Then slowly, softly, the ocean moved. It quivered as if a mighty hand struck it from its foundations, swayed, rose, fled back to the sea that had given it birth.
A moment more and the world was visible again, awake, and awaiting them.
BOOK II
I
Mr. Randolph owned a large ranch in Lake County which was managed by an agent. A mile distant from the farm-house in which the agent lived with the “hands” was a cottage, built several years since at Nina’s request. As Lake County was then difficult of access, Mr. Randolph seldom visited his ranch, his wife never; but once a year Nina took a party of girl friends to the cottage, usually in mid-summer. This year she went alone. Immediately after Thorpe’s departure she told her father of the conditional engagement into which she had entered.
“And I wish to spend this year alone,” she added. “Not only because I want to get away from my mother, but because I believe that nothing will help me more than entire change of associations.

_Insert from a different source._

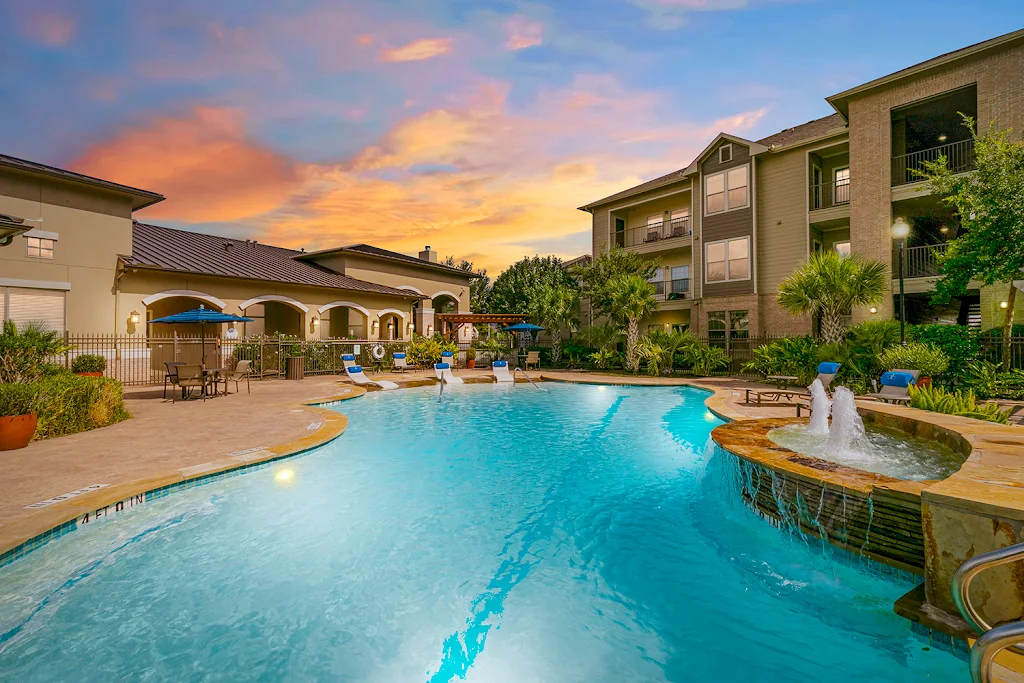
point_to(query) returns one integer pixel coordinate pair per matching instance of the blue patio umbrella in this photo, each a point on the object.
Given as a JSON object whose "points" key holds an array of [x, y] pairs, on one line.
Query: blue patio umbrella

And solitude has no terrors for me. I simply cannot go on in the old routine. I am bored to death with the meaninglessness of it. That has come suddenly: probably because I have come to want so much more.”
“But wouldn’t you rather travel, Nina?” Mr. Randolph was deeply anxious; he hardly knew whether to approve her plan or not. A year’s solitude would drive him to madness.
“No, I want to live with myself. If I rushed from one distraction to another I should not feel sure of myself at the end. I have thought and thought; and, besides, I want to see and live Europe with Dudley Thorpe alone. I feel positive that my plan is the right one. Only keep my mother away.”